The Bar Exam is a(n) (un)necessary part of being qualified to be an attorney. We feel that what the bar exam tests isn't representative of the real practice of law because a lot of what the bar tests is rote learning based on memorizing a lot of stuff we could easily Google. Additionally, we learn and advocate best while working in a group, and the bar exam creates an artificial experience that somebody is all alone. We support diploma privilege, or giving anyone who graduated from an ABA-accredited law school, automatic membership to the Bar, because the conditions of the bar exam are so far removed from real life.
Nonetheless, we have open-sourced our approach to passing the bar exam, and the following flashcards are how we have practice "rule slapdowns", or writing out rule statements over and over again so that they are ingrained in our muscle memory.
We recommend the following approach to bar-prep.
- Read the book Fck the Bar, this has been the most helpful bar-prep advice book. It's half prep-talk, half practical advice, and it's short enough you can get through it one sitting.
- Start doing practice problems. In California, the last few years of bar exams are available here. Nothing will supplant or come anywhere close to studying by practicing.

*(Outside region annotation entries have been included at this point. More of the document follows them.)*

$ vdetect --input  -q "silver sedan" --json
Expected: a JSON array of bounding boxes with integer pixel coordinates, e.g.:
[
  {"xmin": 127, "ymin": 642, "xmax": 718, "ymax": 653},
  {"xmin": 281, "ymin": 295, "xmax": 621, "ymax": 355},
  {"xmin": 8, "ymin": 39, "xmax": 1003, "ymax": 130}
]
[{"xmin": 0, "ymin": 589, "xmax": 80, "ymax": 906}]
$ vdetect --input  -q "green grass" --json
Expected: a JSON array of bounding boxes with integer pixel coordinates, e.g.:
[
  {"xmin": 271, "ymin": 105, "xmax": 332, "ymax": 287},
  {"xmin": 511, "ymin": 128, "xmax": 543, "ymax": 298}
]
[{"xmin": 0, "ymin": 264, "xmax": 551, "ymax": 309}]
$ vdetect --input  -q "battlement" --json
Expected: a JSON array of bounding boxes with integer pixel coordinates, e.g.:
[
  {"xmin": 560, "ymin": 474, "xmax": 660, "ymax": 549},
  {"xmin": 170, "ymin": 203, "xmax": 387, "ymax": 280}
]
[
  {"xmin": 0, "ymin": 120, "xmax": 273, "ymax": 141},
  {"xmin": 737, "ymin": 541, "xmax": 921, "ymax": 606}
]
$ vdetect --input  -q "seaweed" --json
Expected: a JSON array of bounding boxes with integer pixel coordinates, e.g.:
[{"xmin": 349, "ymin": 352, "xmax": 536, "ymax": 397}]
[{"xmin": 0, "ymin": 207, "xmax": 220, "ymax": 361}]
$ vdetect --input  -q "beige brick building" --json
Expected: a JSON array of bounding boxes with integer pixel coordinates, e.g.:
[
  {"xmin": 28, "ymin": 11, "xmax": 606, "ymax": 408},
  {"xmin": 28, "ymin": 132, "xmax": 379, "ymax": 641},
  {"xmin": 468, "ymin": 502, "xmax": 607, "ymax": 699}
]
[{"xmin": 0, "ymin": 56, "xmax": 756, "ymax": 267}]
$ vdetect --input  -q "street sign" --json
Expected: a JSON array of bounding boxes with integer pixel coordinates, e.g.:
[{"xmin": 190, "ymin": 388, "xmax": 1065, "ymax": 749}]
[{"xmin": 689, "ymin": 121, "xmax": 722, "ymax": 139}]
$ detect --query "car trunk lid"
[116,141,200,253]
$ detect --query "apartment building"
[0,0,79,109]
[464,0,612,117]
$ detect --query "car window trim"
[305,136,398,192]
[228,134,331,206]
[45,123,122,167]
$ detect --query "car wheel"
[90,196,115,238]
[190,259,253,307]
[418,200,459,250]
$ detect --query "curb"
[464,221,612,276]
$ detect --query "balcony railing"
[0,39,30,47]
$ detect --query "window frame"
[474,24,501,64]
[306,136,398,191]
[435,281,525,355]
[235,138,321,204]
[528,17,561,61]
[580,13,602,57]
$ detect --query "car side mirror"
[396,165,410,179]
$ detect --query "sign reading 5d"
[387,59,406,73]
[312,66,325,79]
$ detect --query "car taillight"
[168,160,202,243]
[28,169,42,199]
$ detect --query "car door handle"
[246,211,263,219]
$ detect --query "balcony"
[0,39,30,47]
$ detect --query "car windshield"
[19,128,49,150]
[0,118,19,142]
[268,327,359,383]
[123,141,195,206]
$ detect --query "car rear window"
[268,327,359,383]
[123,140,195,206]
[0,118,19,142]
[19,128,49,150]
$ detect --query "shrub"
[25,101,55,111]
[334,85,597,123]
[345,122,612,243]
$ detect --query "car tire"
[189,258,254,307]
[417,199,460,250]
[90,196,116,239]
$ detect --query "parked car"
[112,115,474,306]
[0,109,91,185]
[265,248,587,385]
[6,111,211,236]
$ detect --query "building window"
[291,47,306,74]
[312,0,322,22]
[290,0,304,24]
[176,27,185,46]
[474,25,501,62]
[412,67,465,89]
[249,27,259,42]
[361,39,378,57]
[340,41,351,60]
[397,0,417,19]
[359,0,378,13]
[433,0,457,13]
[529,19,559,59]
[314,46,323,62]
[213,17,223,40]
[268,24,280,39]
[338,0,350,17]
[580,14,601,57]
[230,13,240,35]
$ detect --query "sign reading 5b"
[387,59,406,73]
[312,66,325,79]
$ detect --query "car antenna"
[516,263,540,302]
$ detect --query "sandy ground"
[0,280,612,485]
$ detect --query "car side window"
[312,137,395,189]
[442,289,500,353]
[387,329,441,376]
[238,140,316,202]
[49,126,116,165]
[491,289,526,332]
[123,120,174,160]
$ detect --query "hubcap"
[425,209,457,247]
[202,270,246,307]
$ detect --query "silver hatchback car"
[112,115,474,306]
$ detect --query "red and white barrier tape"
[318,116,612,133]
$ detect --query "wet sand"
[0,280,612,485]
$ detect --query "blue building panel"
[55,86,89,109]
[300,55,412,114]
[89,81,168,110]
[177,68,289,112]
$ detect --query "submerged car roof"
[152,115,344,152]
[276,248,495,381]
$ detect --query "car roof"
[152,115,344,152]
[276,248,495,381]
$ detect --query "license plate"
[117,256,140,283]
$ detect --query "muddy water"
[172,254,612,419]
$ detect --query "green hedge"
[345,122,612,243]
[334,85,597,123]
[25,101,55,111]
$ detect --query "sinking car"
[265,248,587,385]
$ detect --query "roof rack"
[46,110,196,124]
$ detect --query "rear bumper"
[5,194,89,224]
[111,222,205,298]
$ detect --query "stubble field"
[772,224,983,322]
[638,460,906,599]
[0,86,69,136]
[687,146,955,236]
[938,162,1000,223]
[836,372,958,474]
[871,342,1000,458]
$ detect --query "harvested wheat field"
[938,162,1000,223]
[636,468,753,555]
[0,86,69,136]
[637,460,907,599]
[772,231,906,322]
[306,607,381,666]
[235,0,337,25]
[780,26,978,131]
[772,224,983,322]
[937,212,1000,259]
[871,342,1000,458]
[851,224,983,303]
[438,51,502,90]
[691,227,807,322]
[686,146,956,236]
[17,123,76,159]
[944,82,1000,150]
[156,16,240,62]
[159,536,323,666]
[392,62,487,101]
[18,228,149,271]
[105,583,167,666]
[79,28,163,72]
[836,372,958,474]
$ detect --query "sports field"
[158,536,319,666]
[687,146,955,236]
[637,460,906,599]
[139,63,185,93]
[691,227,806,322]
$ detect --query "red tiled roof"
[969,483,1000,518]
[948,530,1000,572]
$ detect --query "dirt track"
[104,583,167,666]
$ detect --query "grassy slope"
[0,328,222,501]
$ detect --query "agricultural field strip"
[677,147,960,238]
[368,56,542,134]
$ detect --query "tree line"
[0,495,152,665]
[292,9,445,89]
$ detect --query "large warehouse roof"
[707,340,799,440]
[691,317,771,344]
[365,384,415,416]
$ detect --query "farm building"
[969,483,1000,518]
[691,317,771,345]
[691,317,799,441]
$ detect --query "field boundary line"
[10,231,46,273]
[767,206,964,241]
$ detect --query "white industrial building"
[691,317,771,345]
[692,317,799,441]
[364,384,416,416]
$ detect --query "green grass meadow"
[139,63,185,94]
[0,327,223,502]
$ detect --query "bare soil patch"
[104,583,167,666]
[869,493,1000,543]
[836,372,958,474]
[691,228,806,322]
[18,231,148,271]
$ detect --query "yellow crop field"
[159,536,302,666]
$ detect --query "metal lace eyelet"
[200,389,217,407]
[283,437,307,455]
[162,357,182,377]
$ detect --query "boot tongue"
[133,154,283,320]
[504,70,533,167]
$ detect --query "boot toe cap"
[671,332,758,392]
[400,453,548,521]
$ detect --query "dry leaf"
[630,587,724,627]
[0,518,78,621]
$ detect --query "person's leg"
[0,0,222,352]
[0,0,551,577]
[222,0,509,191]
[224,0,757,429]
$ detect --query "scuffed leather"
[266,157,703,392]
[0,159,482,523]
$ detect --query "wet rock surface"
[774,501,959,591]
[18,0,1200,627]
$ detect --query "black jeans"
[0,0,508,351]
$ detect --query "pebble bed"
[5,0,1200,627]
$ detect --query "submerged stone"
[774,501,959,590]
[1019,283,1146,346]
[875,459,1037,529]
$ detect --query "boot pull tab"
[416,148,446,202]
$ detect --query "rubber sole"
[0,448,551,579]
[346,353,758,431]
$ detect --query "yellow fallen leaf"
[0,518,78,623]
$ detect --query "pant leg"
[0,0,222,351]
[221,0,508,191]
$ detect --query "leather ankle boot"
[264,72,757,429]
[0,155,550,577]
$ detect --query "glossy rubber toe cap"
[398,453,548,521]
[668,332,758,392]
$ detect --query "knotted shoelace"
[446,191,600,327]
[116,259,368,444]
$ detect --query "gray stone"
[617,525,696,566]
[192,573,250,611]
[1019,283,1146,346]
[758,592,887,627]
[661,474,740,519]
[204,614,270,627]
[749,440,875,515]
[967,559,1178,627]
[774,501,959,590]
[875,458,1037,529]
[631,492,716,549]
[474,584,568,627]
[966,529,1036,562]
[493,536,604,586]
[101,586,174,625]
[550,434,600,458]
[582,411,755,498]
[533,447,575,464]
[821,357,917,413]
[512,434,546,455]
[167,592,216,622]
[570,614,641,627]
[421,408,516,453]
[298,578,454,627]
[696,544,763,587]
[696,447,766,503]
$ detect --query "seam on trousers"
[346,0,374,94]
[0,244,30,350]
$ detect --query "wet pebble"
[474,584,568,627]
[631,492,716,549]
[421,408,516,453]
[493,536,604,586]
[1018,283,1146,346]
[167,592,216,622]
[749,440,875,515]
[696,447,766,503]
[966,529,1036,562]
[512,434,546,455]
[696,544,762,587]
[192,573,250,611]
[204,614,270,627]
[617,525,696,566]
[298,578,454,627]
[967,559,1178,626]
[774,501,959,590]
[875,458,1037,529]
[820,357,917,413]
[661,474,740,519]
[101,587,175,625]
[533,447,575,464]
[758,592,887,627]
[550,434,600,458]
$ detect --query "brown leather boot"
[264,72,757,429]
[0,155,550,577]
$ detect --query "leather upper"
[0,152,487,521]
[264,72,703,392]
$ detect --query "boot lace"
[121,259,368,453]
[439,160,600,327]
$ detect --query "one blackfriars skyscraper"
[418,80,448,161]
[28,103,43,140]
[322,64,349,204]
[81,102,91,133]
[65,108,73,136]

- Practice our rule slapdowns via our flashcards app. This was not recommended by the Fck the Bar book, but it's something we find helpful, because we feel that memorizing the rules is the hardest part to bar prep. Our flashcards are more of blocks, because each flashcard contains multiple topics that are commonly tested together. By memorizing and reciting cues as blocks, we have a better chance of "getting points" from the examiners.